Question

ms. barnsley separates her class into two groups. she gives each student the same 25 - question math quiz. group a uses a calculator, while group b does not. the table shows the completion times, in minutes, of students in each group. quiz completion times (minutes) group a 4.5 4.6 5.0 4.8 4.4 4.7 5.2 4.6 4.8 4.9 group b 5.5 4.0 4.2 4.8 4.1 3.5 3.9 4.3 4.4 4.1 which statement is true about the distributions of completion times? the students in group a tended to complete the quiz in less time. the median of group a is greater than the median of group b. the means of both groups are about the same. the standard deviation of group b is less than the standard deviation of group a.

Explanation:

Step1: Arrange Group A data in ascending order

$4.4,4.5,4.6,4.6,4.7,4.8,4.8,4.9,5.0,5.2$

Step2: Calculate median of Group A

Since $n = 10$ (even), median$=\frac{4.7 + 4.8}{2}=4.75$

Step3: Calculate mean of Group A

$\bar{x}_A=\frac{4.5 + 4.6+5.0 + 4.8+4.4+4.7+5.2+4.6+4.8+4.9}{10}=\frac{47.5}{10}=4.75$

Step4: Calculate standard - deviation of Group A

First, find the squared - differences from the mean.

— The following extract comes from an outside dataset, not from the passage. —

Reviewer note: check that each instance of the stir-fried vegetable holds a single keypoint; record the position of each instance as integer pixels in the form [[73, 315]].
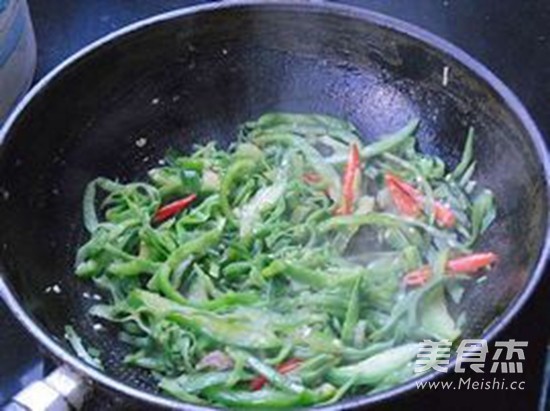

Then the variance $s_A^2=\frac{\sum_{i = 1}^{n}(x_i-\bar{x}_A)^2}{n - 1}$. After calculation, $s_A\approx0.27$

Step5: Arrange Group B data in ascending order

$3.5,3.9,4.0,4.1,4.1,4.2,4.3,4.4,4.8,5.5$

Step6: Calculate median of Group B

Since $n = 10$ (even), median$=\frac{4.1+4.2}{2}=4.15$

Step7: Calculate mean of Group B

$\bar{x}_B=\frac{5.5 + 4.0+4.2+4.8+4.1+3.5+3.9+4.3+4.4+4.1}{10}=\frac{42.8}{10}=4.28$

Step8: Calculate standard - deviation of Group B

First, find the squared - differences from the mean. Then the variance $s_B^2=\frac{\sum_{i = 1}^{n}(x_i-\bar{x}_B)^2}{n - 1}$. After calculation, $s_B\approx0.57$

Answer:

The median of Group A is greater than the median of Group B.